Na generalidade das escolas regulares a maioria das crianças e jovens com sérias dificuldades educacionais ainda continua a receber uma educação segregada.

 

 

Mas, a "escola regular pode tornar-se especial", não só entendendo a ideia da escolaridade obrigatória e básica para todas as crianças e jovens, mas também procurando atender a necessidades individuais de todos os alunos quaisquer que sejam  as suas dificuldades. "As escolas especiais não têm o direito de existir .Se elas existem é por causa das limitações das escolas regulares em atenderem o complexo leque de capacidades e incapacidades entre alunos.
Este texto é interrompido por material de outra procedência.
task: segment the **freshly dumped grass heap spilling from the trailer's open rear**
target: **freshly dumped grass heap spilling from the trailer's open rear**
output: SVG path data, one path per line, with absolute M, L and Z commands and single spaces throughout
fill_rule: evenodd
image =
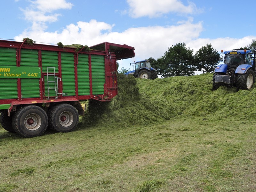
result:
M 137 79 L 118 75 L 118 95 L 110 102 L 89 101 L 86 124 L 110 126 L 149 125 L 164 122 L 177 115 L 172 103 L 153 100 L 145 92 L 139 92 Z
Mesmo uma escola especial bem organizada não tem o direito de existir se uma escola regular garanta a mesma qualidade de educação.

Na verdade a maioria dos alunos com dificuldades educativas especiais não necessita de integração mas sim que se evite a sua segregação, que pode ser feita através de medidas de discriminação positiva (a aceitação de que a igualdade de oportunidades em educação implica que alguns alunos devem receber mais do que outros, seja qual for o nível de recursos que a escola possua).

 

 

No entanto, há alguns alunos que apresentam dificuldades provocadas pela deficiência ou por problemas de comportamento que, pondo em causa a integridade de professor e colegas, são colocados em meio "meio da não-segregação para a integração ou, talvez em última análise para a segregação".